Robert Patrick (born September 27, 1937) is an American playwright, poet, lyricist, short-story writer and novelist. He was born Robert Patrick O'Connor in Kilgore, Texas, United States.

Robert Patrick was born to migrant workers in Texas. Because his parents moved around the Southwestern United States constantly, looking for work, he never went to one school for an entire year until his senior year of high school in Roswell, New Mexico. The only cultural constants in his life were books, film and radio. His mother made sure he learned to read, and arranged that he start school a year early. Lacking social contacts due to constant displacement, he always made poor grades, and dropped out of college after two years. Having experienced no live theatre except a few school shows, he fell in love with stage work while washing dishes at the Kennebunkport Playhouse in Kennebunkport, Maine one summer. Stopping off in New York on his way back to Roswell, he stumbled into the Caffe Cino, the first underground or Off-Off Broadway theatre, on September 14, 1961. He remained there working for free in any required capacity, supporting himself with temporary typing jobs while observing and participating in the production of dozens of plays, including So Long at the Fair by Lanford Wilson. Having long been a poet, in 1964 he got an idea for a play he called The Haunted Host, and because of the casualness of the Caffe Cino, was allowed to mount it almost at once. It was something of a success, and playwriting became his main focus.
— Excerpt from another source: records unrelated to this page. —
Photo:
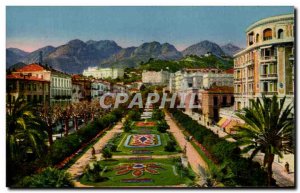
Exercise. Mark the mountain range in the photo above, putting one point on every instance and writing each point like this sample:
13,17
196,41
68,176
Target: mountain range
76,55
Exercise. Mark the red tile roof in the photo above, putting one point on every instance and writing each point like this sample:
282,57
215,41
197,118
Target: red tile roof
19,77
30,68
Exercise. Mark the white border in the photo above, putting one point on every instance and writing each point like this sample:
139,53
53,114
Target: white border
4,3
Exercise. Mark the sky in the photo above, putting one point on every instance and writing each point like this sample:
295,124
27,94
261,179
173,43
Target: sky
29,28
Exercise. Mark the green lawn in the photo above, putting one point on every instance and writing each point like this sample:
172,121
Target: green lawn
167,175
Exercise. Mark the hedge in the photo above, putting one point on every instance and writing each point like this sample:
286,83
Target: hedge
66,146
246,172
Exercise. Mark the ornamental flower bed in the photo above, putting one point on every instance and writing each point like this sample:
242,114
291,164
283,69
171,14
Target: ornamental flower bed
137,180
143,140
142,151
145,124
140,158
137,169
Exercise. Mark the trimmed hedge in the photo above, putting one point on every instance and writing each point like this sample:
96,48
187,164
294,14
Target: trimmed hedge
246,172
66,146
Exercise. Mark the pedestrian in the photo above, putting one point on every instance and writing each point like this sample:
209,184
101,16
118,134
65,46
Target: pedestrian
93,151
287,167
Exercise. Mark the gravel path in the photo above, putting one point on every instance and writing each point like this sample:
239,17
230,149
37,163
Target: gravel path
193,157
78,167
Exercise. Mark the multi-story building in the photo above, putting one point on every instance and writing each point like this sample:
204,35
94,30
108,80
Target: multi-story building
102,73
99,87
266,65
77,92
199,78
85,86
60,83
156,78
60,87
34,89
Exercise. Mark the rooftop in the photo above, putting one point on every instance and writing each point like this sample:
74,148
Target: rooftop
21,77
Patrick is the author of over 60 published plays.

His first play, The Haunted Host, was produced in 1964 and premiered at the Caffe Cino in the Greenwich Village neighborhood of New York City, New York. Because Patrick refused the offer of Neil Flanagan, the Caffe Cino's star performer, to play the title role (because Flanagan had recently played Lanford Wilson's gay character, Lady Bright) Patrick himself wound up appearing in the play with fellow playwright William M. Hoffman.